If you read the front pages — GlobalCapital included — you might think the world order is crumbling.
Since US president Donald Trump was inaugurated on January 20, tariffs, threats to European security and even a revival of the idea of manifest destiny have poured out of the White House.
In response, Treasury yields have whipsawed, US equity gains have been wiped out and fears of a ‘Trumpcession’ are spreading like wildfire.
But Canada’s latest US dollar bond outing suggests investors might be willing to look beyond the headlines.
The only north American sovereign to be triple-A rated by S&P landed a $3.5bn 4% March 2030 deal at a spread of 11bp over US Treasuries on Tuesday.
Investors overlooked a 50% US tariff on Canadian steel and aluminium announced on the day of bookbuilding, with demand for the deal closing at $13.9bn — a record in for the Canadian sovereign in the currency, allowing it to increase the deal by $500m.
To Canadians, these tariffs are an attempt at “annexing our country through economic coercion,” as Mélanie Joly, Canada's foreign affairs minister, put it this week.
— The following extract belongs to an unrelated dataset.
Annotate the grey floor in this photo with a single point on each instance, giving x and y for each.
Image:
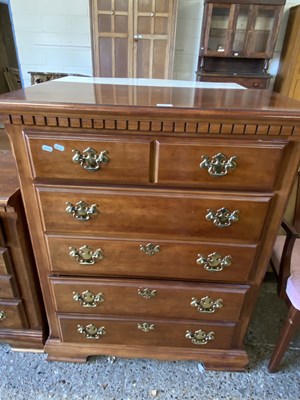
(30, 376)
But ultimately, investors would have likely not bought Canada’s deal if there was even a small chance of the country becoming the 51st state anytime soon — or 52nd if Trump gets his hands on Greenland first — tariffs or not.
Canada’s bond is set to mature in March 2030, some 14 months after Trump must leave the Oval Office. Although the next 1,400 days or so may feel long, to long term fixed income investors, Trump II will not be able to match the duration of Canada’s sovereign debt.